Conforme publicado no artigo da Dra. Fernanda Ivo Pires, Responsabilidade Civil e o “Robô Advogado”, no livro Responsabilidade Civil e Novas Tecnologias, publicado pela Editora Foco, em 2020, segundo o ministro Luiz Fux, o robô Victor teria “o condão de trazer para o quotidiano do STF, um “robô inteligente” que possui entre outras potencialidades:
I) Converter imagens em textos no processo digital;
II) Separar e classificar as peças processuais mais utilizadas nas atividades do STF. Assim, a máquina consegue fazer em 5 segundos um trabalho que antes era feito por servidores em aproximadamente 30 minutos;
III) Identificar a incidência dos temas de repercussão geral mais comuns. Neste caso, segundo o ministro, o robô auxilia na resolução de 10 mil recursos extraordinários que chegam ao STF;
IV) Potencial auxílio na resolução de 1/8 dos Recursos Especiais que chegam ao STF.

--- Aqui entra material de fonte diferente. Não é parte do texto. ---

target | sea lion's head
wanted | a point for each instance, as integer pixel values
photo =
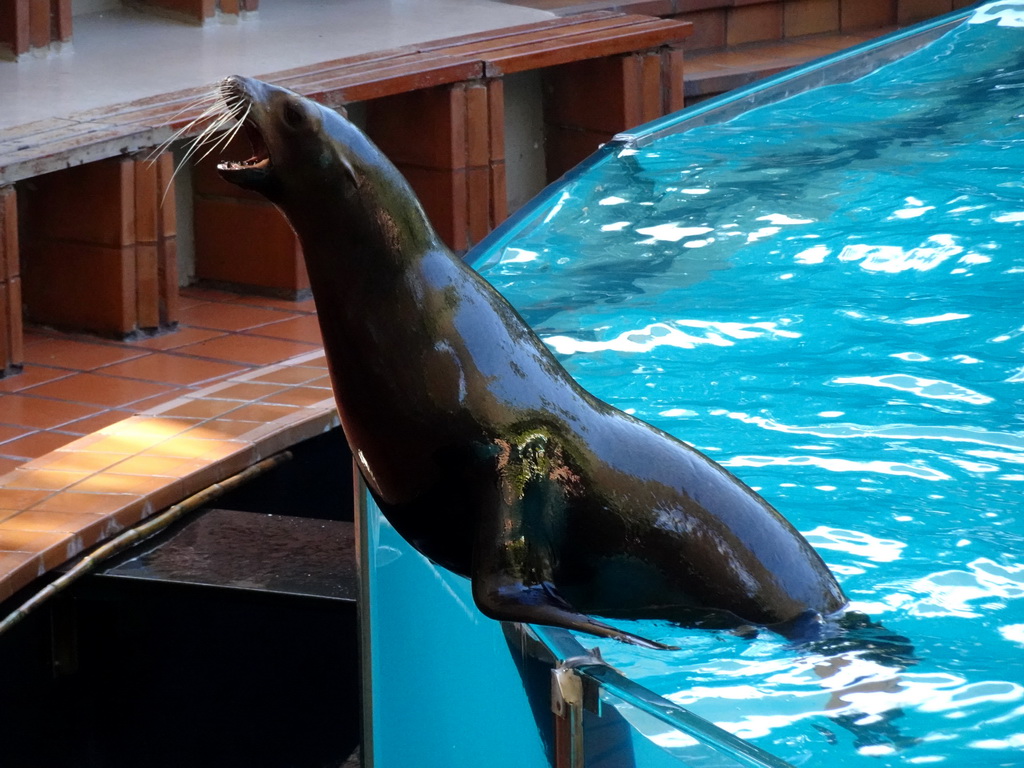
(309, 159)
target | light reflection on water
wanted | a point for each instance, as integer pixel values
(824, 296)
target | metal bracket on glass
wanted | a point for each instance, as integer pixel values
(570, 694)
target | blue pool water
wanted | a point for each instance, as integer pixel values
(824, 295)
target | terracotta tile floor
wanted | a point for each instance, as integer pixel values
(96, 435)
(76, 385)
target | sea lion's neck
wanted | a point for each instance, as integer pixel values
(377, 236)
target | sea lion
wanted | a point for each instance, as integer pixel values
(477, 445)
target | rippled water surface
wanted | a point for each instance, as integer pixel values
(825, 296)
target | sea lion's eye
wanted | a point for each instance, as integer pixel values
(293, 116)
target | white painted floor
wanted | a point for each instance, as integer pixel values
(122, 54)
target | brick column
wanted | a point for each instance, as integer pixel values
(587, 102)
(97, 254)
(27, 25)
(449, 142)
(11, 350)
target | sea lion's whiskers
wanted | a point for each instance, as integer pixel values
(219, 116)
(227, 136)
(212, 109)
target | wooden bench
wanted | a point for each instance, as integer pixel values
(99, 226)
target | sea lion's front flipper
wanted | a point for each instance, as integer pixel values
(513, 578)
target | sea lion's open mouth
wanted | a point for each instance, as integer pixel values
(254, 172)
(261, 156)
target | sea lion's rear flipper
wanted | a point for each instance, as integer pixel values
(512, 563)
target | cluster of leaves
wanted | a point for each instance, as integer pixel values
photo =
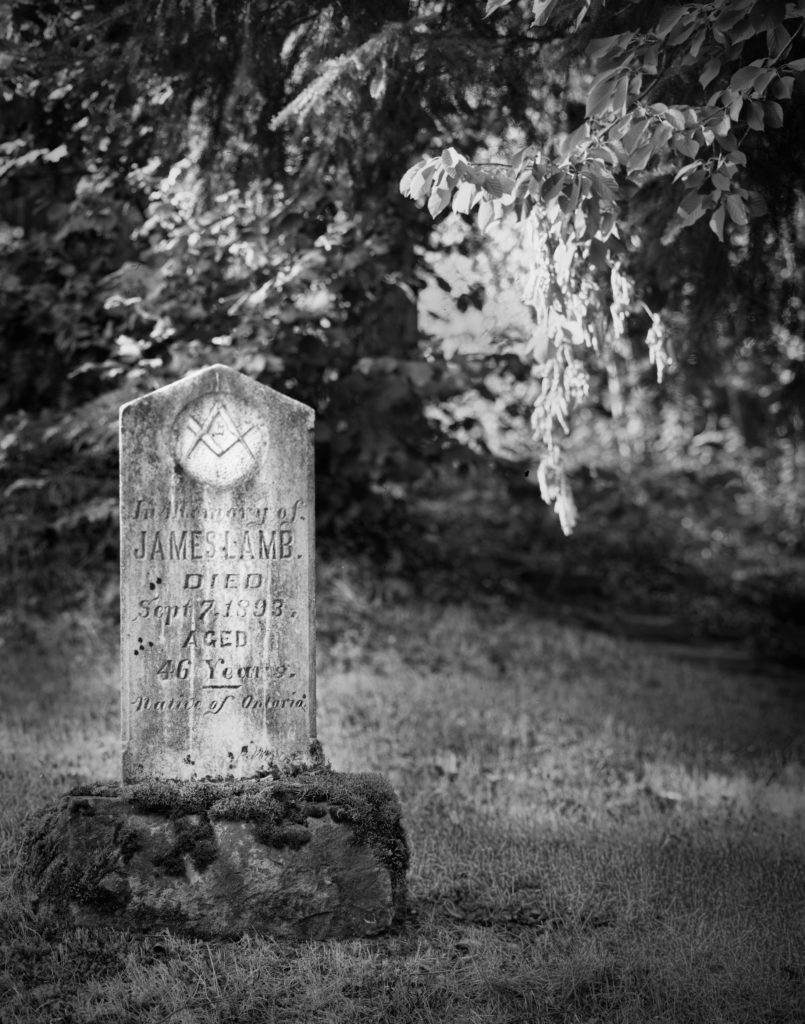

Consoante também informa o referido artigo, o ministro Fux, além de deixar claro que não caberá ao um robô julgar, que isso é uma atividade humana, ainda criticou os equívocos na utilização de uma ferramenta de IA pelo Poder Judiciário nos Estados Unidos, chamada “The Compass”. Inclusive foi salientado no artigo que “o então Advogado-Geral da União dos EUA, Eric Holder, afirmou que estudos vêm se preocupando cada vez mais com a existência de vieses de algoritmos em relação a tais sistemas de inteligência, em especial no tocante ao quesito raça”. Todavia, cumpre informar que em alguns países, por exemplo, na Estônia, a IA já vem sendo utilizada para decidir causas simples, com valor até 7 mil euros.
Recentemente, o Ministro do STF, Luís Alberto Barroso anunciou ter solicitado para a Amazon, Microsoft e Google, três “encomendas” de Inteligência Artificial, para que sejam usadas pelo poder judiciário. Mencionou inclusive um programa capaz de realizar resumos de processos e a harmonização dos sistemas judiciais eletrônicos.
Como advogado, considero que a IA é um grande avanço no poder judiciário, que ganhará maior celeridade e previsibilidade, além de aumentar a eficiência e a precisão, economizar tempo e recursos, e auxiliar nas tomadas de decisão. Vejo a inteligência AI como mais uma ferramenta, uma tecnologia excelente ao nosso dispor que, saliente-se, já vem sendo utilizada em vários escritórios jurídicos no Brasil, que usam sistemas de armazenamento de dados que geram relatórios, dos quais é possível se extrair diversas consequências e previsões.
Ainda que a IA possa permitir que pequenos problemas ou controvérsias possam ser resolvidos por uma máquina, sem a necessidade de uma disputa judicial acompanhada por advogados, sempre haverá conflitos e processos em que o olhar humano será muito importante para o entendimento. Outrossim, por mais que existam formulários padronizados, ou elaborados por uma IA, determinados contratos ou situações mais complexas, sempre precisarão de um olhar e de uma negociação humana, e não menos importante da experiência de um advogado para alertar seu cliente dos riscos e vantagens que ele terá se fechar um contrato.
A subjetividade de cada parte, algo fundamental no direito, é imprescindível para se avaliar, sem o olhar ou a percepção humana. Para se calcular/considerar a validade de uma obrigação, examinar a boa-fé objetiva das partes, a real compreensão e intenção das contratantes ao se fechar um negócio, o que era esperado por cada uma delas, o que elas estavam sentindo ao praticar determinado ato, não tenho dúvida que, por enquanto, um cérebro humano é bem mais treinado.
O fato é que a IA está aí, sendo usada inclusive nos provedores de redes sociais, nas consultorias econômicas, políticas e sociais. A IA é uma realidade que se impôs, e que trará cada vez mais mudanças para a sociedade e todos os operadores do direito. Entretanto, otimista que sou, creio essas mudanças serão na sua maioria, benéficas. Imagino que a advocacia ainda será uma profissão necessária nas próximas décadas e distante da obsolescência. Quem viver, verá.